Ganarse el café con leche
A estas alturas el orden apenas importa. Roto entre las seis rutas según la sesión y la semana, pero el ritual de meta no ha cambiado desde aquella primera carrera desorientante por Príncipe Pío: zapatillas puestas, directa a la cafetería que se ha ganado la carrera. Cada corredor tiene su cafetería segura para cada ruta, la que no tienes que pensar. Estas son las mías:
- Madrid Río: Always Open
- El Retiro: Hola Coffee Lagasca
- Paseo de la Castellana: Gallobúho
- Parque del Canal de Isabel II: Run Run Run
- Parque del Oeste: The Fix
- Casa de Campo: Taberna El Urogallo Lago
Preguntas frecuentes
¿Cuál es el mejor lugar para correr en Madrid?
Depende del nivel y del objetivo. El tramo llano de 4,5 kilómetros de Madrid Río entre el Puente de Segovia y Legazpi es ideal para principiantes y rodajes suaves, El Retiro funciona para la mayoría de entrenamientos y tiene buen ambiente, y Casa de Campo es la opción para tiradas largas y terreno de trail.

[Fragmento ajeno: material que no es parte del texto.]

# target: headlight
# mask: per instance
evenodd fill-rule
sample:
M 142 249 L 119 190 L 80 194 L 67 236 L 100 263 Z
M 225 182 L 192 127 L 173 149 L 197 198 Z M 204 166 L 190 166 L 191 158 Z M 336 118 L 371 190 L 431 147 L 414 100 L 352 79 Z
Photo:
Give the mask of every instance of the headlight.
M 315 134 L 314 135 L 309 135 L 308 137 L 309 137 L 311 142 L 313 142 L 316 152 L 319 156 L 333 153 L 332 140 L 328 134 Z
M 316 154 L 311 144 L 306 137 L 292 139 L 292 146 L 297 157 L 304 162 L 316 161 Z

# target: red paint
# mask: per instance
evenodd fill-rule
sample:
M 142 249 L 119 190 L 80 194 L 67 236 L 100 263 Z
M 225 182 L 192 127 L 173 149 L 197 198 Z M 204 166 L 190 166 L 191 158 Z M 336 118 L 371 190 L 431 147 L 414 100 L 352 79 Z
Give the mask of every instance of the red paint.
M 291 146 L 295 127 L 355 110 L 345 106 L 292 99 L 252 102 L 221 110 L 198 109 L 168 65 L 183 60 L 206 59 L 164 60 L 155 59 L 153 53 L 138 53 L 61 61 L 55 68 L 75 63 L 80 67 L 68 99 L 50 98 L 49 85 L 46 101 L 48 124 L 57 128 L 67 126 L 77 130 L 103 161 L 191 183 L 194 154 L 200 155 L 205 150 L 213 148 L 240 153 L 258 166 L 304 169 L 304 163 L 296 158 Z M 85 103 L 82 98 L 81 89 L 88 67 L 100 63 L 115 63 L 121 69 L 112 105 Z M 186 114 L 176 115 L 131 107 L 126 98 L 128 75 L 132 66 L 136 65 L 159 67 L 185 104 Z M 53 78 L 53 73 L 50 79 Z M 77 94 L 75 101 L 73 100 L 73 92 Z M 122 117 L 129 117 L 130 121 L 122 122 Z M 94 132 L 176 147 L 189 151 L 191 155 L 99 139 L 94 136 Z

¿Se puede correr en el Parque del Retiro?
Sí. Es uno de los sitios más populares entre los corredores madrileños, con caminos de tierra compacta que rodean el parque y una avenida recta y ancha (el Paseo de Coches) que se usa habitualmente para hacer series.
¿Cuántos kilómetros tiene una vuelta al Retiro?
La vuelta principal por el perímetro mide entre 4 y 4,5 kilómetros aproximadamente. Las variantes que se abren más por los caminos exteriores pueden llegar a unos 5 o 5,8 kilómetros.
¿Dónde puede correr un principiante en Madrid?
El tramo de Madrid Río entre el Puente de Segovia y Legazpi es la opción llana más conocida de la ciudad, sin cuestas reales, con marcas de distancia en el suelo y fuentes frecuentes.
¿Cuál es la mejor hora para salir a correr en Madrid?
Depende de la estación. En invierno, el mediodía y la tarde suelen ser mejor que primera hora, cuando el tráfico y la contaminación están en su punto más alto. En verano, eso cambia: el calor del mediodía hace difícil correr, así que antes de las 8h o después de las 20h es la mejor ventana. Parques como El Retiro y Madrid Río se ven menos afectados por el tráfico en cualquier caso, ya que están alejados de las vías principales.